Kids Hope USA is a national, non-profit organization that facilitates mentoring relationships through a church-school partnership. The nonprofit aims to equip churches to make a lasting community impact. Kids Hope USA connects the local church with a local elementary school and helps operate a school-based mentoring program. In a Kids Hope USA mentor program, students meet once a week for one hour with a mentor—someone who is there just for them. This one-on-one adult attention in a student’s life makes a difference.

== History ==
Kids Hope USA was founded in 1994. After asking experts in law enforcement, education, religion, and health and human services how churches could address the needs of a growing number of children, a unanimous answer was given: Churches that mobilize and train their members to form one-to-one relationships with children can make a profound difference in their lives. Responding to this, in February 1995, Kids Hope USA initiated three partnership sites in Michigan. These programs sparked interest in many other communities, where church and school representatives soon requested program information.

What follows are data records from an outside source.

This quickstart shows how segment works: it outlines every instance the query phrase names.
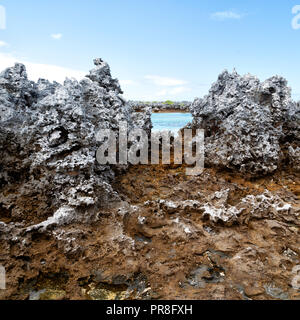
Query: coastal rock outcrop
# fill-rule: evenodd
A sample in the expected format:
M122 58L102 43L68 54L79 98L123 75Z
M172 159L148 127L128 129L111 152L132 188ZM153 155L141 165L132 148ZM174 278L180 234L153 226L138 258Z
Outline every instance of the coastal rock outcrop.
M205 130L207 164L254 176L284 161L299 167L300 109L284 78L225 71L190 109L192 127Z
M97 162L99 129L149 134L154 109L127 103L94 63L64 84L29 81L22 64L0 74L0 300L299 299L299 103L286 81L223 73L191 107L211 167L187 176L186 164Z
M96 161L95 133L118 130L119 121L132 126L131 110L108 64L94 63L80 82L63 85L29 81L22 64L0 74L0 208L8 222L89 219L118 201L113 170Z

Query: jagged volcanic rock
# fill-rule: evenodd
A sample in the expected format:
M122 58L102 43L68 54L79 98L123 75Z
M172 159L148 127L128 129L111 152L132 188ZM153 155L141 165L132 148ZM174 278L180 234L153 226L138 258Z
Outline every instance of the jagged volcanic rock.
M1 73L0 208L12 221L90 217L118 200L114 172L96 161L95 133L132 126L131 109L108 64L94 63L86 78L63 85L29 81L22 64Z
M206 163L251 175L273 172L284 159L299 167L299 104L284 78L261 83L225 71L191 112L193 127L205 129Z
M212 164L287 167L186 176L185 164L96 162L99 128L149 133L151 109L134 112L95 64L63 85L21 64L0 75L0 300L299 299L299 104L286 82L225 73L193 114Z

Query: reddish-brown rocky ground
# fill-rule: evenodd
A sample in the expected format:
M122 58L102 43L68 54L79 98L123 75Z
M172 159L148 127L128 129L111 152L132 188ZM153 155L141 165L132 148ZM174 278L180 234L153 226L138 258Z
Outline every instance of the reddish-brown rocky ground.
M184 166L132 166L114 183L123 202L92 224L1 241L0 298L300 299L299 181L288 171L248 179L212 168L190 177ZM269 190L292 211L227 224L197 208L159 205L203 202L222 190L231 206Z

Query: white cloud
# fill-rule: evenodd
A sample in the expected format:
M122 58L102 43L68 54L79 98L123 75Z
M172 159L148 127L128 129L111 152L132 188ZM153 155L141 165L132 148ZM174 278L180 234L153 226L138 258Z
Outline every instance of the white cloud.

== The Kids Hope USA Way ==
The Kids Hope USA model was designed to teach churches how to create meaningful mentoring relationships with public elementary schoolchildren and provide hope and encouragement during their time together.

One Student: A public elementary or middle school child who benefits from a relationship with a caring and consistent adult.

One Mentor: For an hour each week, a screened and trained mentor spends time with their student and provides friendship, engages in game play, and even helps with some basic academic skills.

How it works: A committed congregation takes ownership of the program and provides a screened and trained mentor and a behind-the-scenes prayer partner. If successful the intervention can increase the social, emotional, and academic skills of children, at no cost to the school.

30 years later, Kids Hope USA exists in 33 states with 11,652 lives impacted during the 2023–2024 school year. Located in urban, suburban and rural communities, these churches range in size from 40 to 5,000 members and represent over 30 different denominations.